Local farmers from Farm Hack (http://farmhack.net/home/) visited our experimental plots at Kingman Farm to learn about our work, and to test equipment they developed for taking aerial imagery of crops to aid decision-making related to agricultural inputs and adaptive management (Fig. 11).
Project Outcomes
N/A
Farmer Adoption
The need for reducing the cost of feed grain and competition with weeds on dairy farms in New England has been clearly articulated by the dairy farming community. Farmers have also expressed a willingness to implement management practices that have larger overall ecosystem services benefits to their farming operation, provided yields are shown to be consistent (even if the average yield is lower than conventional practices). If annual crop feed grain production can be successfully integrated into perennial pasture on dairy farms, farmers could potentially reduce the amount of off-farm inputs required for their operations.
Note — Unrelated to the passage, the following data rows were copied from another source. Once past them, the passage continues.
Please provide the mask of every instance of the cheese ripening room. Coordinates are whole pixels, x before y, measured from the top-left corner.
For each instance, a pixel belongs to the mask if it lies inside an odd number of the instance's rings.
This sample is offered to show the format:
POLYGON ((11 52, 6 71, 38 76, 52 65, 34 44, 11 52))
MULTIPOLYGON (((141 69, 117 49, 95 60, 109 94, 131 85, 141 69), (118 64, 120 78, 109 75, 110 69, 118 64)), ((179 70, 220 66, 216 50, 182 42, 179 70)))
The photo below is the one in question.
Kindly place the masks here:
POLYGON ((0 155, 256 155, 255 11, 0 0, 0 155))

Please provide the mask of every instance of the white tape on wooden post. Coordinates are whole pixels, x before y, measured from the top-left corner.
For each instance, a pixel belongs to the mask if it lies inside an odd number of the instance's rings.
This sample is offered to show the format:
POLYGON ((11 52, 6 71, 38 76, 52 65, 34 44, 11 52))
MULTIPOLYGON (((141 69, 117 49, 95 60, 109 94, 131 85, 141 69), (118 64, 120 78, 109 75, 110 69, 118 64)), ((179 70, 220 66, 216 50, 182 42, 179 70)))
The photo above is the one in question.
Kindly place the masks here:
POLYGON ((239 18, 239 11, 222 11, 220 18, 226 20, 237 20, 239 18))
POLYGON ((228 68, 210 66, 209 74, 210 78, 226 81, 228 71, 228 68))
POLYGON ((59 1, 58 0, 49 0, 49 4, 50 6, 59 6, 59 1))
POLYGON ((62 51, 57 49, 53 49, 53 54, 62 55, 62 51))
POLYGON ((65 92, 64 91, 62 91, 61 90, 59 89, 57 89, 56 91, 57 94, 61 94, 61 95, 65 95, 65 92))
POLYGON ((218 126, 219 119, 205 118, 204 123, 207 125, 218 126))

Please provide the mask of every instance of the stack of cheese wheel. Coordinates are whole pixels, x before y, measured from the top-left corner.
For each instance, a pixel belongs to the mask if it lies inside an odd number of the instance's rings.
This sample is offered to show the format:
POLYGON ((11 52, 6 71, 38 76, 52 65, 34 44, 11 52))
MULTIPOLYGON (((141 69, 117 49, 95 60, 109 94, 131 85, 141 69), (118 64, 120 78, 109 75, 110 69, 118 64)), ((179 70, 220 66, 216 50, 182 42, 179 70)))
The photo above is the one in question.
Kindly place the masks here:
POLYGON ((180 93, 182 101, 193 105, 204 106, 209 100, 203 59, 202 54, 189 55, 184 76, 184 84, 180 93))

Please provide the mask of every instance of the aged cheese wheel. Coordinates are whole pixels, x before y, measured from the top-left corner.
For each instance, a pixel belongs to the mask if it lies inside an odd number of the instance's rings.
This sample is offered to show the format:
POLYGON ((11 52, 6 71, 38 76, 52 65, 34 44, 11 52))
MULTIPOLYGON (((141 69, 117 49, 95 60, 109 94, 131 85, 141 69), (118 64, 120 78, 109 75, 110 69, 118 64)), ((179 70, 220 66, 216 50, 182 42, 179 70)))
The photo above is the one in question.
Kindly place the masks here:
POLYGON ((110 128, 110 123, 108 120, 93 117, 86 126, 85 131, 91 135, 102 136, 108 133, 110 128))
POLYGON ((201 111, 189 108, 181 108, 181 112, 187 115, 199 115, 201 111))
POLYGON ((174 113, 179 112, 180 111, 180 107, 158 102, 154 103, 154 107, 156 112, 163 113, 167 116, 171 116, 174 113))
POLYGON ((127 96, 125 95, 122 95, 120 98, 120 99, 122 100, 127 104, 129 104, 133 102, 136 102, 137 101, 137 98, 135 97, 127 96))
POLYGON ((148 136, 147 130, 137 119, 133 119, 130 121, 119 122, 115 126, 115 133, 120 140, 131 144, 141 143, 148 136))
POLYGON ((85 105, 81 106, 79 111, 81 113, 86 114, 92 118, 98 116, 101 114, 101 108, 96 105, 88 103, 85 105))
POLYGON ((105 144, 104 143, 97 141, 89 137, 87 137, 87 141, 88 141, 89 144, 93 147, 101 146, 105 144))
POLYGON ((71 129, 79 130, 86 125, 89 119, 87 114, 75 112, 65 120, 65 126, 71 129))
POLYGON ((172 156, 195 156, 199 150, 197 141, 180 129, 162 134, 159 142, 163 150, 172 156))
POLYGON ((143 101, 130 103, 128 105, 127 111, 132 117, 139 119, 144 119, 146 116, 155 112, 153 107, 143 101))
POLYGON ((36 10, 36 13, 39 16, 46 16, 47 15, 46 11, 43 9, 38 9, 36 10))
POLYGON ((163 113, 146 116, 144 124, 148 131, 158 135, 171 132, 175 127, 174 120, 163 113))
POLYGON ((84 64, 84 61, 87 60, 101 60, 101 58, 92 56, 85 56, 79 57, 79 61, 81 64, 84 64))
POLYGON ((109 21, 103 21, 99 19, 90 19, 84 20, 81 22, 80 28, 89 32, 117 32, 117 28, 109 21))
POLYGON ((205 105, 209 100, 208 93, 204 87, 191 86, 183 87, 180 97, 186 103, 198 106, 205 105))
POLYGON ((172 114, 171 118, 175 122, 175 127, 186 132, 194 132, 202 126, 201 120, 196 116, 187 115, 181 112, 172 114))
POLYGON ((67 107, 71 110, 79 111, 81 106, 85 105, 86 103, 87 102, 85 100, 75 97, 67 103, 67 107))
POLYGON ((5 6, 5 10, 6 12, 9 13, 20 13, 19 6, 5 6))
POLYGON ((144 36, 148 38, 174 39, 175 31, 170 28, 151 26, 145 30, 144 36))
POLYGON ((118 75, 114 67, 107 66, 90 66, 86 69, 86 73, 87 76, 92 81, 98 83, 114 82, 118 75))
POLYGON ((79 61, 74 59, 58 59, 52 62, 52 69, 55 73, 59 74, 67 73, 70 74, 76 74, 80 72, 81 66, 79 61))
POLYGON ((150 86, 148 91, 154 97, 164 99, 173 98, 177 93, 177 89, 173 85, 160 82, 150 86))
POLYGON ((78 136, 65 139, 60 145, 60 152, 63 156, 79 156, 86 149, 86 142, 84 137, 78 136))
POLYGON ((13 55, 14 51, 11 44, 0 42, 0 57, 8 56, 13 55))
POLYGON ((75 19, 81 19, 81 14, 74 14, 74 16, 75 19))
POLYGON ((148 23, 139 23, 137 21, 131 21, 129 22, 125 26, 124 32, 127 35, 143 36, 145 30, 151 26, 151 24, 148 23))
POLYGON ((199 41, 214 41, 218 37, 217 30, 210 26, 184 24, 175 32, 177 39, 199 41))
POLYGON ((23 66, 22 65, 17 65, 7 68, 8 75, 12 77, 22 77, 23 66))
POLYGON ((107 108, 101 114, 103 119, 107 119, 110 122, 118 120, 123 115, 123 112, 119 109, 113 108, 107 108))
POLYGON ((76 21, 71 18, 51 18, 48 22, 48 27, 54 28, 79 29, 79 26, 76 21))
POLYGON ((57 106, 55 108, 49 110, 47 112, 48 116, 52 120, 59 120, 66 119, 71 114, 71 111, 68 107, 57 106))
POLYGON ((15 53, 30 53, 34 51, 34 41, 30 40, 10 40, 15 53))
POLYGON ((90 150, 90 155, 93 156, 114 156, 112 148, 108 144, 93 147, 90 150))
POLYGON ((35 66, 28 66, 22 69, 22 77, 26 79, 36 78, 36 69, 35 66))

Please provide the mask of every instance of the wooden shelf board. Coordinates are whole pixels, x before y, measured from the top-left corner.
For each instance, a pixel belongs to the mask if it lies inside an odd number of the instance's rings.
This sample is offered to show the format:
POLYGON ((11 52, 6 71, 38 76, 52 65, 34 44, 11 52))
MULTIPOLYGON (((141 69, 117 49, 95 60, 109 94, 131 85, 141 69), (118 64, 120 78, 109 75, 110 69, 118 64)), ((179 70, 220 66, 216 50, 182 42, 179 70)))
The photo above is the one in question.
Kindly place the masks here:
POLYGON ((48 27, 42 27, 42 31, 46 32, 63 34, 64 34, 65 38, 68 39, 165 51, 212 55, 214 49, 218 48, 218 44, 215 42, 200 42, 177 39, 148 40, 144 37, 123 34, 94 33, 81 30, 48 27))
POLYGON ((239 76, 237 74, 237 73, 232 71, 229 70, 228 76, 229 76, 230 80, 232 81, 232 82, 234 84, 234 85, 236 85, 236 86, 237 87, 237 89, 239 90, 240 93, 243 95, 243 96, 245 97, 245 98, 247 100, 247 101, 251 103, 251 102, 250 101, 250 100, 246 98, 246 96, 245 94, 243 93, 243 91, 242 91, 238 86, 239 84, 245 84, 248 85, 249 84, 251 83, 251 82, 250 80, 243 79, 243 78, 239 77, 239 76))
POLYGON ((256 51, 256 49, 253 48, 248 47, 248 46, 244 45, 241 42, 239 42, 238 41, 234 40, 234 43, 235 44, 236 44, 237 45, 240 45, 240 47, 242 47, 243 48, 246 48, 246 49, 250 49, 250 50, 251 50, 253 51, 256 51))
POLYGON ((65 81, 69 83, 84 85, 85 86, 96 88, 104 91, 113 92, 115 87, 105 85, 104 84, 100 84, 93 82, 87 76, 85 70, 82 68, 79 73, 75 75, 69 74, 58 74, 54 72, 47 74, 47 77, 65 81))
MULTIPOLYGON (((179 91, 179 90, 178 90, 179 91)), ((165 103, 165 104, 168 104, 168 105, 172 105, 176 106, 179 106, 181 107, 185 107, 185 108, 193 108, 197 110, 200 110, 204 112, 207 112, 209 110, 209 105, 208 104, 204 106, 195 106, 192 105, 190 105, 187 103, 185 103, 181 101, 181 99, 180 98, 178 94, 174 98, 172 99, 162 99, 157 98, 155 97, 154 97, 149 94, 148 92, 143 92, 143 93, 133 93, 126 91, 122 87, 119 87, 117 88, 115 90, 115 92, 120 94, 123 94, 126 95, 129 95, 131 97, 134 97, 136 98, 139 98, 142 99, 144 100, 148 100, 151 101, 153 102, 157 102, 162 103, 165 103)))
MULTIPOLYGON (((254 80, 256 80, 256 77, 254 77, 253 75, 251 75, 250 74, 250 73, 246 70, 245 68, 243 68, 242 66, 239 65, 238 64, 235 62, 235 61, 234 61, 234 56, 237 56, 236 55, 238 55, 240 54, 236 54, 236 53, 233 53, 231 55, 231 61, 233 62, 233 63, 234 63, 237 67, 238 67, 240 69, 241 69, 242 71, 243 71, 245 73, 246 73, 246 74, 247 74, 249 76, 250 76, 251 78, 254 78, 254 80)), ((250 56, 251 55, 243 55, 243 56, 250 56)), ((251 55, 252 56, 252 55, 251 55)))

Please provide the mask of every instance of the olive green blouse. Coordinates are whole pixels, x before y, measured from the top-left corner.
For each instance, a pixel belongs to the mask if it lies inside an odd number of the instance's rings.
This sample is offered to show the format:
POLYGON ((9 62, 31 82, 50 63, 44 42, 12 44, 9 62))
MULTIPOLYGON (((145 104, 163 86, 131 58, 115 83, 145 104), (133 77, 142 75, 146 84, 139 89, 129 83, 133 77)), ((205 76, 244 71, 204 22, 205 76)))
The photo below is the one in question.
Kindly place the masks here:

The results would be lower costs to farmers and increased soil quality, ultimately making the overall operation more ecological.
Areas needing additional study
Our results show the importance of both soil disturbance and intercropping intensity on annual grain yield production. We were able to determine what combination of practices maximizes provisioning ecosystem services, as well as some of the tradeoffs associated with annual-perennial intercropping. However, as this experiment involves a multi-year crop rotation, the longer-term effects of the different treatments will likely emerge over time. Additionally, the full three-year rotation must be completed before conclusions can be drawn about the overall functionality of the management systems. Therefore, the immediate next steps are to harvest soybean, continue baseline measurements, and plant the third year of the rotation (sunflower) in spring 2015.